Mantle cell lymphoma (MCL) is a B-cell neoplasm with the majority of patients following an aggressive course. Genome-wide maps of genetic aberrations reveal that genetic changes apparently cannot explain all oncogenic lesions fostering MCL formation. In fact, a key oncogenic driver in 90% of MCLs is the aberrant expression of SOX11, which shows no apparent genetic basis, and whose mechanism of early activation remains unknown. 
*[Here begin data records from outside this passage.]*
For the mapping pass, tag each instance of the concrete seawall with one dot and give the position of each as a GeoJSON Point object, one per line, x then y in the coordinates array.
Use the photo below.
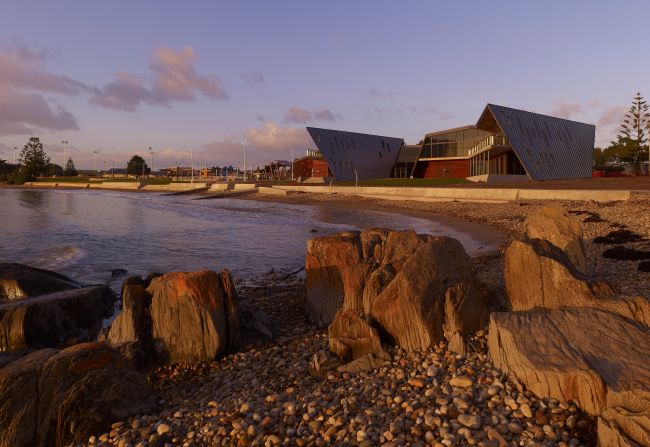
{"type": "Point", "coordinates": [465, 194]}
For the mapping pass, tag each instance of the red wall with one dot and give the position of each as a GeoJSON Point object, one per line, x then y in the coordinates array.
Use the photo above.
{"type": "Point", "coordinates": [307, 167]}
{"type": "Point", "coordinates": [442, 168]}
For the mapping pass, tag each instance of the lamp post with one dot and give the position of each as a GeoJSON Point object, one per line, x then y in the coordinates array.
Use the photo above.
{"type": "Point", "coordinates": [64, 143]}
{"type": "Point", "coordinates": [151, 152]}
{"type": "Point", "coordinates": [291, 149]}
{"type": "Point", "coordinates": [244, 151]}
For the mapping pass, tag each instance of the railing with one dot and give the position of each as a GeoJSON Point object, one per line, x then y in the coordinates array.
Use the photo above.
{"type": "Point", "coordinates": [492, 140]}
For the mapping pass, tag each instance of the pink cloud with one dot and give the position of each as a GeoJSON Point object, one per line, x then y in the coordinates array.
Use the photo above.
{"type": "Point", "coordinates": [24, 113]}
{"type": "Point", "coordinates": [253, 77]}
{"type": "Point", "coordinates": [326, 115]}
{"type": "Point", "coordinates": [565, 109]}
{"type": "Point", "coordinates": [297, 115]}
{"type": "Point", "coordinates": [174, 79]}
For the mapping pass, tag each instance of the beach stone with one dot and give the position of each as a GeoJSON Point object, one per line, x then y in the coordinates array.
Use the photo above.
{"type": "Point", "coordinates": [19, 281]}
{"type": "Point", "coordinates": [366, 363]}
{"type": "Point", "coordinates": [554, 224]}
{"type": "Point", "coordinates": [53, 397]}
{"type": "Point", "coordinates": [194, 315]}
{"type": "Point", "coordinates": [56, 319]}
{"type": "Point", "coordinates": [350, 337]}
{"type": "Point", "coordinates": [539, 274]}
{"type": "Point", "coordinates": [580, 355]}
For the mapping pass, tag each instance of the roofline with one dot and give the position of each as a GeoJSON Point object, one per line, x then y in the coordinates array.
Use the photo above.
{"type": "Point", "coordinates": [309, 129]}
{"type": "Point", "coordinates": [487, 106]}
{"type": "Point", "coordinates": [454, 129]}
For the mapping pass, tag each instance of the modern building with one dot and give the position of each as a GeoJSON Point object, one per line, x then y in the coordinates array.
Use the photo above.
{"type": "Point", "coordinates": [503, 142]}
{"type": "Point", "coordinates": [313, 164]}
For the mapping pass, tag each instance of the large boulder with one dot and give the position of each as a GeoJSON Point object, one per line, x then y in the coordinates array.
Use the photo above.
{"type": "Point", "coordinates": [56, 319]}
{"type": "Point", "coordinates": [18, 281]}
{"type": "Point", "coordinates": [434, 296]}
{"type": "Point", "coordinates": [416, 290]}
{"type": "Point", "coordinates": [195, 315]}
{"type": "Point", "coordinates": [350, 337]}
{"type": "Point", "coordinates": [539, 274]}
{"type": "Point", "coordinates": [554, 224]}
{"type": "Point", "coordinates": [54, 398]}
{"type": "Point", "coordinates": [595, 357]}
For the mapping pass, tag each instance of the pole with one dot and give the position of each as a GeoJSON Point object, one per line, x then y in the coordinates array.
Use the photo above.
{"type": "Point", "coordinates": [151, 151]}
{"type": "Point", "coordinates": [291, 149]}
{"type": "Point", "coordinates": [244, 151]}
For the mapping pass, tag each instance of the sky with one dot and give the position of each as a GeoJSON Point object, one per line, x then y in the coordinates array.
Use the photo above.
{"type": "Point", "coordinates": [211, 80]}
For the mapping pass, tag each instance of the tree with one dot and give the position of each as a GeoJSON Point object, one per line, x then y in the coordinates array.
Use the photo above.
{"type": "Point", "coordinates": [633, 131]}
{"type": "Point", "coordinates": [33, 159]}
{"type": "Point", "coordinates": [137, 166]}
{"type": "Point", "coordinates": [70, 170]}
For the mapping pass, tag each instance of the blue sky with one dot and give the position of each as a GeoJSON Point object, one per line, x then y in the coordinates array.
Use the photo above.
{"type": "Point", "coordinates": [123, 76]}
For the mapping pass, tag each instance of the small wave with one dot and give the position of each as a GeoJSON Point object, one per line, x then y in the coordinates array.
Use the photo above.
{"type": "Point", "coordinates": [59, 257]}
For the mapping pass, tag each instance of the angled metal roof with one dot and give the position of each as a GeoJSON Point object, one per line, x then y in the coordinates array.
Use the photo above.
{"type": "Point", "coordinates": [548, 147]}
{"type": "Point", "coordinates": [371, 156]}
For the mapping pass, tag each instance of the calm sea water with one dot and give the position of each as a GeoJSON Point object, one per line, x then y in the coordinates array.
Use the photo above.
{"type": "Point", "coordinates": [86, 234]}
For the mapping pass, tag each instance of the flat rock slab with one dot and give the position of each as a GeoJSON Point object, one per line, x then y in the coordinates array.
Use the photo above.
{"type": "Point", "coordinates": [18, 281]}
{"type": "Point", "coordinates": [597, 358]}
{"type": "Point", "coordinates": [56, 319]}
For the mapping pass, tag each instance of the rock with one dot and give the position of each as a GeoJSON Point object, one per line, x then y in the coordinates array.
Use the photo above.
{"type": "Point", "coordinates": [417, 290]}
{"type": "Point", "coordinates": [335, 271]}
{"type": "Point", "coordinates": [554, 224]}
{"type": "Point", "coordinates": [321, 363]}
{"type": "Point", "coordinates": [55, 397]}
{"type": "Point", "coordinates": [195, 315]}
{"type": "Point", "coordinates": [350, 337]}
{"type": "Point", "coordinates": [539, 274]}
{"type": "Point", "coordinates": [581, 355]}
{"type": "Point", "coordinates": [433, 296]}
{"type": "Point", "coordinates": [56, 319]}
{"type": "Point", "coordinates": [470, 421]}
{"type": "Point", "coordinates": [133, 324]}
{"type": "Point", "coordinates": [366, 363]}
{"type": "Point", "coordinates": [461, 381]}
{"type": "Point", "coordinates": [18, 281]}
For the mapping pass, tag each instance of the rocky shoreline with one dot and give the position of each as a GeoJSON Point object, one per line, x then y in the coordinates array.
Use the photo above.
{"type": "Point", "coordinates": [268, 392]}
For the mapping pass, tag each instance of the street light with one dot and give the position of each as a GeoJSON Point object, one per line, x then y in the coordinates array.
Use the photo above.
{"type": "Point", "coordinates": [64, 143]}
{"type": "Point", "coordinates": [95, 157]}
{"type": "Point", "coordinates": [151, 152]}
{"type": "Point", "coordinates": [244, 151]}
{"type": "Point", "coordinates": [291, 149]}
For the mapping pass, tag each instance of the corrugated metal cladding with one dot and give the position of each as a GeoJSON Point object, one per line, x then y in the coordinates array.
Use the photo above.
{"type": "Point", "coordinates": [548, 147]}
{"type": "Point", "coordinates": [372, 156]}
{"type": "Point", "coordinates": [409, 153]}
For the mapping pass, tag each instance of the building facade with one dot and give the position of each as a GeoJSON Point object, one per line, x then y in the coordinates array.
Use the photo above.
{"type": "Point", "coordinates": [503, 142]}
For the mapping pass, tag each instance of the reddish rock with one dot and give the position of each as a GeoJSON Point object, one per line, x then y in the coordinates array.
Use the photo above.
{"type": "Point", "coordinates": [54, 398]}
{"type": "Point", "coordinates": [554, 224]}
{"type": "Point", "coordinates": [432, 297]}
{"type": "Point", "coordinates": [595, 357]}
{"type": "Point", "coordinates": [350, 337]}
{"type": "Point", "coordinates": [193, 315]}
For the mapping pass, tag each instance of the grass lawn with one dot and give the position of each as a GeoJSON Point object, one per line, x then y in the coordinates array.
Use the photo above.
{"type": "Point", "coordinates": [418, 182]}
{"type": "Point", "coordinates": [63, 179]}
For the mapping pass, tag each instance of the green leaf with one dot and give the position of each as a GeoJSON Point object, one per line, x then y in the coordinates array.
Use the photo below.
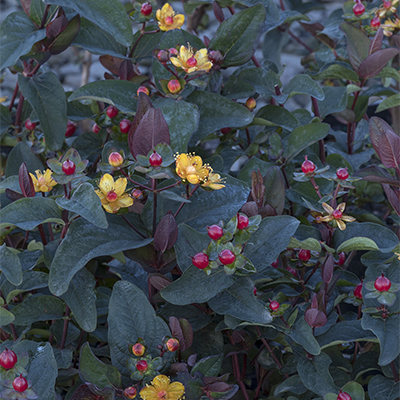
{"type": "Point", "coordinates": [239, 302]}
{"type": "Point", "coordinates": [10, 265]}
{"type": "Point", "coordinates": [315, 374]}
{"type": "Point", "coordinates": [110, 15]}
{"type": "Point", "coordinates": [217, 112]}
{"type": "Point", "coordinates": [365, 236]}
{"type": "Point", "coordinates": [302, 334]}
{"type": "Point", "coordinates": [303, 137]}
{"type": "Point", "coordinates": [131, 317]}
{"type": "Point", "coordinates": [238, 35]}
{"type": "Point", "coordinates": [46, 96]}
{"type": "Point", "coordinates": [81, 299]}
{"type": "Point", "coordinates": [195, 286]}
{"type": "Point", "coordinates": [29, 212]}
{"type": "Point", "coordinates": [18, 34]}
{"type": "Point", "coordinates": [182, 119]}
{"type": "Point", "coordinates": [84, 242]}
{"type": "Point", "coordinates": [92, 370]}
{"type": "Point", "coordinates": [87, 204]}
{"type": "Point", "coordinates": [121, 94]}
{"type": "Point", "coordinates": [38, 308]}
{"type": "Point", "coordinates": [387, 333]}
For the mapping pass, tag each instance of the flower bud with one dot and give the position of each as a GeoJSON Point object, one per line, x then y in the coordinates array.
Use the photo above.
{"type": "Point", "coordinates": [115, 159]}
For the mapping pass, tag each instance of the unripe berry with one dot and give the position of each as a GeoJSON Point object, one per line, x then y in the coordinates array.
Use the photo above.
{"type": "Point", "coordinates": [382, 284]}
{"type": "Point", "coordinates": [8, 359]}
{"type": "Point", "coordinates": [115, 159]}
{"type": "Point", "coordinates": [304, 255]}
{"type": "Point", "coordinates": [125, 125]}
{"type": "Point", "coordinates": [68, 167]}
{"type": "Point", "coordinates": [251, 103]}
{"type": "Point", "coordinates": [141, 365]}
{"type": "Point", "coordinates": [146, 9]}
{"type": "Point", "coordinates": [130, 392]}
{"type": "Point", "coordinates": [174, 86]}
{"type": "Point", "coordinates": [307, 166]}
{"type": "Point", "coordinates": [155, 160]}
{"type": "Point", "coordinates": [112, 111]}
{"type": "Point", "coordinates": [30, 125]}
{"type": "Point", "coordinates": [71, 128]}
{"type": "Point", "coordinates": [358, 291]}
{"type": "Point", "coordinates": [138, 349]}
{"type": "Point", "coordinates": [200, 260]}
{"type": "Point", "coordinates": [358, 9]}
{"type": "Point", "coordinates": [20, 384]}
{"type": "Point", "coordinates": [243, 221]}
{"type": "Point", "coordinates": [172, 344]}
{"type": "Point", "coordinates": [215, 232]}
{"type": "Point", "coordinates": [143, 89]}
{"type": "Point", "coordinates": [226, 257]}
{"type": "Point", "coordinates": [342, 173]}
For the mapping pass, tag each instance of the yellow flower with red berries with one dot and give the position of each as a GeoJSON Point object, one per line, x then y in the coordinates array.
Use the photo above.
{"type": "Point", "coordinates": [43, 182]}
{"type": "Point", "coordinates": [161, 388]}
{"type": "Point", "coordinates": [190, 61]}
{"type": "Point", "coordinates": [112, 194]}
{"type": "Point", "coordinates": [168, 20]}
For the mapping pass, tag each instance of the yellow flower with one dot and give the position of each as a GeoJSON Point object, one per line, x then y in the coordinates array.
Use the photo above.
{"type": "Point", "coordinates": [43, 183]}
{"type": "Point", "coordinates": [337, 215]}
{"type": "Point", "coordinates": [162, 389]}
{"type": "Point", "coordinates": [190, 61]}
{"type": "Point", "coordinates": [168, 20]}
{"type": "Point", "coordinates": [112, 194]}
{"type": "Point", "coordinates": [190, 168]}
{"type": "Point", "coordinates": [213, 181]}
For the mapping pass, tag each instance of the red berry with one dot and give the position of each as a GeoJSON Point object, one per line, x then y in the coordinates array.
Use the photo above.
{"type": "Point", "coordinates": [375, 23]}
{"type": "Point", "coordinates": [155, 160]}
{"type": "Point", "coordinates": [358, 9]}
{"type": "Point", "coordinates": [358, 291]}
{"type": "Point", "coordinates": [141, 365]}
{"type": "Point", "coordinates": [200, 260]}
{"type": "Point", "coordinates": [30, 125]}
{"type": "Point", "coordinates": [342, 173]}
{"type": "Point", "coordinates": [8, 359]}
{"type": "Point", "coordinates": [243, 221]}
{"type": "Point", "coordinates": [146, 9]}
{"type": "Point", "coordinates": [337, 214]}
{"type": "Point", "coordinates": [95, 128]}
{"type": "Point", "coordinates": [112, 111]}
{"type": "Point", "coordinates": [382, 284]}
{"type": "Point", "coordinates": [20, 384]}
{"type": "Point", "coordinates": [125, 125]}
{"type": "Point", "coordinates": [307, 166]}
{"type": "Point", "coordinates": [71, 128]}
{"type": "Point", "coordinates": [226, 257]}
{"type": "Point", "coordinates": [68, 167]}
{"type": "Point", "coordinates": [304, 255]}
{"type": "Point", "coordinates": [274, 305]}
{"type": "Point", "coordinates": [215, 232]}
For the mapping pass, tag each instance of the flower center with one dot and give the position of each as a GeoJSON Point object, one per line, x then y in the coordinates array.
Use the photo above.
{"type": "Point", "coordinates": [111, 196]}
{"type": "Point", "coordinates": [168, 20]}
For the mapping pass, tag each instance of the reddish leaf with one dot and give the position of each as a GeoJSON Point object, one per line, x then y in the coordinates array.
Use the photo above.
{"type": "Point", "coordinates": [375, 62]}
{"type": "Point", "coordinates": [152, 130]}
{"type": "Point", "coordinates": [25, 181]}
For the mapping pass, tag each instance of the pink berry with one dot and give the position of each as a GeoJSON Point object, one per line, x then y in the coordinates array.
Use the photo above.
{"type": "Point", "coordinates": [112, 111]}
{"type": "Point", "coordinates": [68, 167]}
{"type": "Point", "coordinates": [304, 255]}
{"type": "Point", "coordinates": [307, 166]}
{"type": "Point", "coordinates": [226, 257]}
{"type": "Point", "coordinates": [200, 260]}
{"type": "Point", "coordinates": [382, 284]}
{"type": "Point", "coordinates": [215, 232]}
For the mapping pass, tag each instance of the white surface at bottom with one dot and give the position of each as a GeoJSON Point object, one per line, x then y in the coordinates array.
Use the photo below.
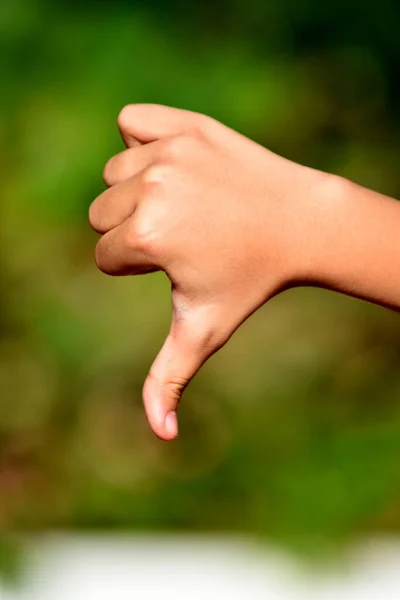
{"type": "Point", "coordinates": [129, 568]}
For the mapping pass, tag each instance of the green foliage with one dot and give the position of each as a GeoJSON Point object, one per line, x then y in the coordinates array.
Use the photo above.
{"type": "Point", "coordinates": [292, 432]}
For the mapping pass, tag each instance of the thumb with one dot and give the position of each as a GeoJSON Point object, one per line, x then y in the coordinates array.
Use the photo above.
{"type": "Point", "coordinates": [181, 356]}
{"type": "Point", "coordinates": [146, 123]}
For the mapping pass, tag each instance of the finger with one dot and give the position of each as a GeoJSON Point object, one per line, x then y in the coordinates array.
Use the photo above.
{"type": "Point", "coordinates": [128, 163]}
{"type": "Point", "coordinates": [120, 252]}
{"type": "Point", "coordinates": [115, 205]}
{"type": "Point", "coordinates": [149, 122]}
{"type": "Point", "coordinates": [181, 356]}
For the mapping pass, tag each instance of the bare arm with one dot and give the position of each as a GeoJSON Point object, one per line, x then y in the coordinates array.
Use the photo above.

It is becoming increasingly clear that gene expression levels are influenced by stochastic processes, which may explain the activation of key oncogenes without an apparent underlying genetic mechanism. In line with this, the overall aim of the project is to study the occurrence and combinatorial patterns of sporadic oncogene activation in healthy individuals. To this aim, Beekman’s group will study both gene expression and enhancer activation of MCL-specific oncogenes in normal B-cell fractions at the single-cell level. MCL-specific enhancers of interest and their oncogenic target genes will be selected and their activation status assessed at a single cell resolution. A panoply of bioinformatic tools will also be applied to this project that will yield new conceptual insights into sporadic activation of oncogenes in normal B cells as well as its role in lymphomagenesis.